May is Lyme Awareness Month--a month dedicated to educating the public on all facets of Lyme disease and other tick-borne illnesses. We thank all of the patients, advocates, and Lyme organizations for their dedication in helping to spread the word and save lives. Here at LymeBrave Foundation, we're taking an unfiltered look at what it's like living with this chronic illness by opening up our journals and sharing the highs and lows of life with Lyme. Join us for our 2018 awareness campaign by helping to #shareyourstory. Contact us to find out how!

 

 

 

 

Editor's Note: The following appeared as a blog post on Susan's personal website, dated December 11, 2012--nine months after she was officially diagnosed with late-stage, chronic Lyme disease. 

 

This is the worst part of day — that time between being faraway in dreams and being awake and distracted by work, when the reality of all that is happening and has happened sets in.

 

It’s when you hear people passing outside your window — teenage girls on their way to school, shoes slapping against the concrete as runners rush by, older ladies laughing as they power walk wherever they’re power walking to. I wonder if they have a destination. A part of me thinks you should always have a destination.

 

It’s when you hear the outside life slipping through the cracks beneath the door that you realize how lonely you are within, how, though you have so much and are forever grateful and truly blessed to not have had to sacrifice much for this illness, you realize what you’re missing. You realize what you’ve lost.

 

You realize you’ve lost yourself.

 

Because who are you without this illness? It heightens everything, its symptoms ranging from physical to neuropsychiatric, and it all seems to be a part of you now. It’s been a part of you for most of your life, only you didn’t know it, so where does the illness — these symptoms that affect your very personality — end and where do you begin?

 

The way you look at the world, the way you interact with it — is it all due to this disease enhancing a penchant for reflection and solitude, manifesting itself in a withdrawal from the world? Does how deeply you feel, the senses and empathic nature and vicariousness that comes so easily come at all because of heightened sensitivity?

 

Is happiness really only this disease-induced mania? Is sadness only the other end of depression?

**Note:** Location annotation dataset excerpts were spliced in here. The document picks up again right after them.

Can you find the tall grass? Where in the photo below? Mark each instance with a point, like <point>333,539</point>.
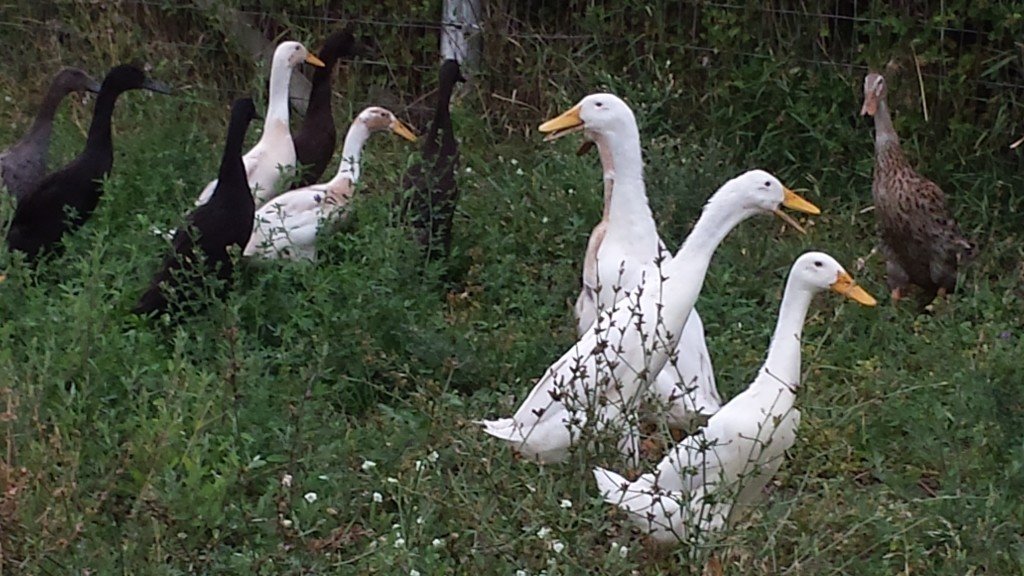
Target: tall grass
<point>318,419</point>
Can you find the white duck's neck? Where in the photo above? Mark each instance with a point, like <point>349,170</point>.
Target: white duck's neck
<point>351,151</point>
<point>717,220</point>
<point>608,173</point>
<point>276,110</point>
<point>627,208</point>
<point>782,363</point>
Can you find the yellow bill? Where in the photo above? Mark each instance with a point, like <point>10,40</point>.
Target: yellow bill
<point>398,128</point>
<point>845,285</point>
<point>566,123</point>
<point>793,201</point>
<point>311,58</point>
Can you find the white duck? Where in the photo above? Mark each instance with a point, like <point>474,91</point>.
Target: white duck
<point>274,152</point>
<point>287,225</point>
<point>710,479</point>
<point>624,244</point>
<point>599,378</point>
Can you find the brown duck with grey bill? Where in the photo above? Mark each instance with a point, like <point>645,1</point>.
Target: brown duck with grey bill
<point>24,165</point>
<point>315,140</point>
<point>921,241</point>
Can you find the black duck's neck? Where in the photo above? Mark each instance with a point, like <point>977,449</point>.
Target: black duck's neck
<point>100,139</point>
<point>320,94</point>
<point>44,120</point>
<point>232,170</point>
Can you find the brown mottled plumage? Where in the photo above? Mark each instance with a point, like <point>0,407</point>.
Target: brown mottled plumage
<point>921,241</point>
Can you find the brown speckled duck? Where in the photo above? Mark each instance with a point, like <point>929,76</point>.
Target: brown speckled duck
<point>922,243</point>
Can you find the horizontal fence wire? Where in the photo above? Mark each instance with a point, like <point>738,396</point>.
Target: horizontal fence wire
<point>517,30</point>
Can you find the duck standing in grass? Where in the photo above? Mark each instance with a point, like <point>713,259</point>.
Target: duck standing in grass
<point>66,199</point>
<point>315,140</point>
<point>287,227</point>
<point>274,152</point>
<point>23,166</point>
<point>596,383</point>
<point>711,479</point>
<point>625,246</point>
<point>430,189</point>
<point>200,248</point>
<point>922,243</point>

I feel like half a person, a bit broken and weary after spending each day fighting: fighting for your health, fighting for your livelihood, fighting for some peace of mind and a break from the fighting.

 

Because when every thought can trigger an episode of Lyme-induced bi-polar disorder, when every decision has its consequence for how fast you can relapse, when every action has its limits, it takes all your willpower, all your strength, and all your control to focus on the present, to try to be a part of the world when you feel so separated by it, when just living is hard enough, when just being becomes surviving.

 

I don’t know what’s real anymore. Or maybe I do — I know that what’s important is real: my family and friends and the love and support I receive from them. But there are days when I can’t reconcile who I am on the outside with who I am inside. This. This is real, right here — this bare-my-soul emotion. And the feelings of contentment are real and the happiness for others and sometimes even the courage to get through the day. Everything I’m able to write and express is real because it’s internalized, projected outwards. But outside of myself, that person you show to others when you’re around others and not protected by a barrier screen, I can’t be sure.

 

When I’m at work, I have to quiet the pain and control my thoughts for fear of slipping back into a darkness where desperation sings, to distract myself from this suffering and uncertainty of a future. When I’m with friends, though I try to relax and be who I am inside — that real Susan, that easygoing, jubilant, lover-of-life, carefree Susan — I still feel so guarded, like I have to protect myself, like anything can hurt me and if I hurt any more, I don’t know how I’ll come back from that.

 

I’m in survivor mode. All the time. And I don’t know how to lay down that weight. I don’t know how to let go of this, of the one thing I’ve been so desperately trying to hold onto through all of this.

 

Myself.

 

Because I don’t know who that is right now, without this disease.

 

Because I don’t know how to let go and try to find out.

 

Because I don’t know what will happen once I do.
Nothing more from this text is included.